People recently diagnosed with lung cancer are at higher risk of having a stroke than those without lung tumors, suggests a large new study from Taiwan.
Researchers looking at data covering more than 150,000 adults found that among those with lung cancer, 26 in every 1000 experienced a stroke each year, compared with 17 in 1000 who did not have cancer.
"This is one more telling sign of the long term risk of smoking," said Dr. Andrew Russman, a stroke specialist at the Henry Ford Hospital in Detroit, who was not part of the study.
The Taiwanese researchers didn't factor in lifestyle issues -- such as smoking, drinking or diet -- that might influence stroke risk, explained senior author, Dr. Fung-Chang Sung of the China Medical University, to Reuters Health in an email.

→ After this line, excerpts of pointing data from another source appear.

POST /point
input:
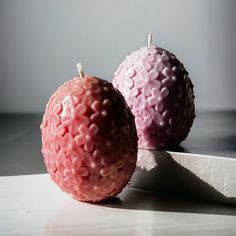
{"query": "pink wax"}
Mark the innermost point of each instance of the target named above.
(158, 90)
(89, 140)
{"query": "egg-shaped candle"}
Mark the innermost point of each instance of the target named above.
(159, 92)
(89, 139)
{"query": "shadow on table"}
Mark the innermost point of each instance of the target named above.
(171, 187)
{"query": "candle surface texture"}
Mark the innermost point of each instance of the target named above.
(158, 90)
(89, 139)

Still, they report in the journal Stroke, that stroke risk was highest during the first three months after lung cancer diagnosis for men and during the first four-to-six months for women. Risk decreased in men after one year and after two years in women.

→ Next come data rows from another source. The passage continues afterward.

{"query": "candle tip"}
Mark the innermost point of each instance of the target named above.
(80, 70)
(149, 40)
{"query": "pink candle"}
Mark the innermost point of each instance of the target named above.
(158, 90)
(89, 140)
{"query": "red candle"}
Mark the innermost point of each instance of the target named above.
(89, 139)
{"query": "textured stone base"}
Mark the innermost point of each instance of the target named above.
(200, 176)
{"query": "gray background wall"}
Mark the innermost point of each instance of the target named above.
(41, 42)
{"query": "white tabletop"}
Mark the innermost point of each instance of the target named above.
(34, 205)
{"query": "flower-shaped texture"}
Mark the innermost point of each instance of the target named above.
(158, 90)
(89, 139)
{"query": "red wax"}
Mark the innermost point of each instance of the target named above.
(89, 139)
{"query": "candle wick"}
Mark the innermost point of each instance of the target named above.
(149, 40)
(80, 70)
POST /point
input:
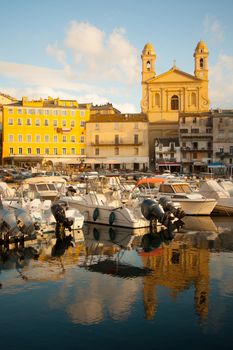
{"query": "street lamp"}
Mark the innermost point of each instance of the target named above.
(156, 145)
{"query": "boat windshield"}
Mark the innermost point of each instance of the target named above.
(182, 188)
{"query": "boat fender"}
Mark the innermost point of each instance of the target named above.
(95, 214)
(112, 234)
(112, 218)
(96, 234)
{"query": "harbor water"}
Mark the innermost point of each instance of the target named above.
(105, 287)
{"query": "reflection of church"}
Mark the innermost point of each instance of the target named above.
(167, 94)
(176, 267)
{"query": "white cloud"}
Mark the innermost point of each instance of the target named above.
(100, 56)
(94, 67)
(221, 82)
(214, 28)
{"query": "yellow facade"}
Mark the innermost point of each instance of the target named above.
(167, 94)
(42, 130)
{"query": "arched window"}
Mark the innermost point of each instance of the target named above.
(157, 100)
(174, 103)
(148, 65)
(193, 99)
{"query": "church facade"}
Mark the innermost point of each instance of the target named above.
(166, 95)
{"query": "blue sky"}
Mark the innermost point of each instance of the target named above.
(90, 50)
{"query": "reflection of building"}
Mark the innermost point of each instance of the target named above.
(167, 94)
(175, 267)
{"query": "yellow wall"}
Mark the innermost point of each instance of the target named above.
(39, 111)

They also found that a less common type of stroke -- hemorrhagic stroke, caused by sudden bleeding into the brain -- occurred more often among the lung cancer patients than ischemic stroke, which is usually caused by a clot blocking blood flow to brain tissue.
Some evidence suggests that excessive bleeding and blood clots, both of which can be caused by tumors, as well as chemotherapy side effects, could partly explain the apparent link between cancer and stroke, researchers note.

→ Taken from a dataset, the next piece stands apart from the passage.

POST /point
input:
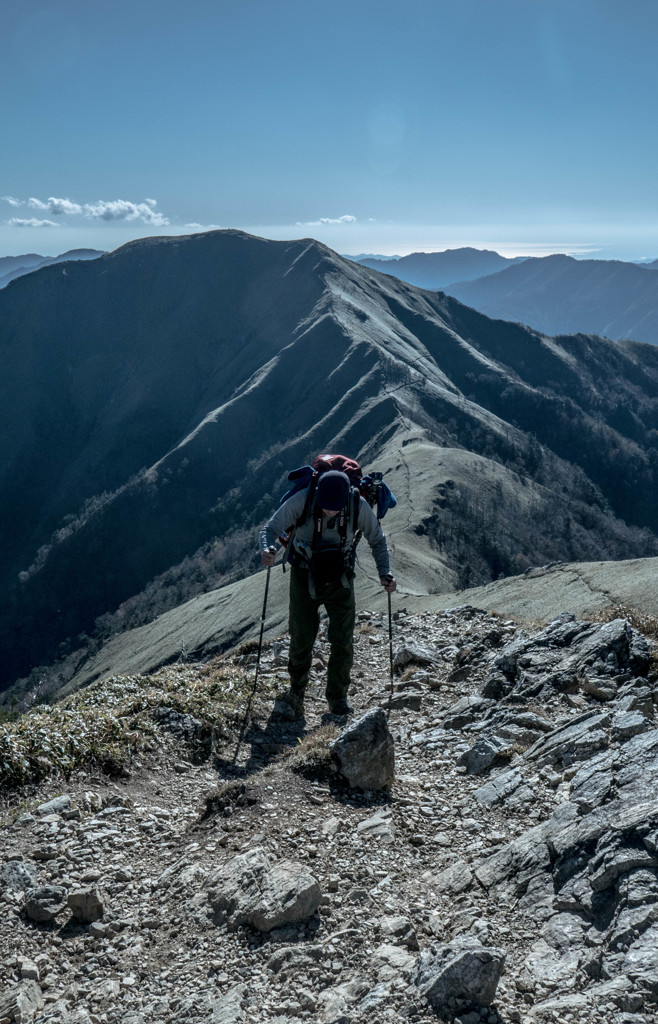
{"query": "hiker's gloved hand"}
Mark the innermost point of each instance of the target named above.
(268, 556)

"The most common type of lung cancer, adenocarcinoma, increases the body's propensity to form blood clots, even more so than other types of cancers," Russman told Reuters Health.
More than 52,000 people with lung cancer and more than 104,000 people without lung cancer were selected from a nationwide health insurance database.
Most of the study population were blue-collar workers such as farmers, fishermen and vendors, who tended to have high blood pressure, diabetes and heart disease.
"There's a higher rate of high blood pressure and diabetes and pulmonary disease in patients with lung cancer," said Russman. "I think this reflects the heavy burden of smoking and smoking related risk factors in the population," he said.
According to the American Lung Association, smoking is directly responsible for approximately 90 percent of lung cancer deaths.
"In the US, smokers have twice the risk of having a stroke, regardless of lung cancer," said Russman.
Stroke accounted for one out of eighteen deaths in the US in 2007, based on a report by the American Heart Association.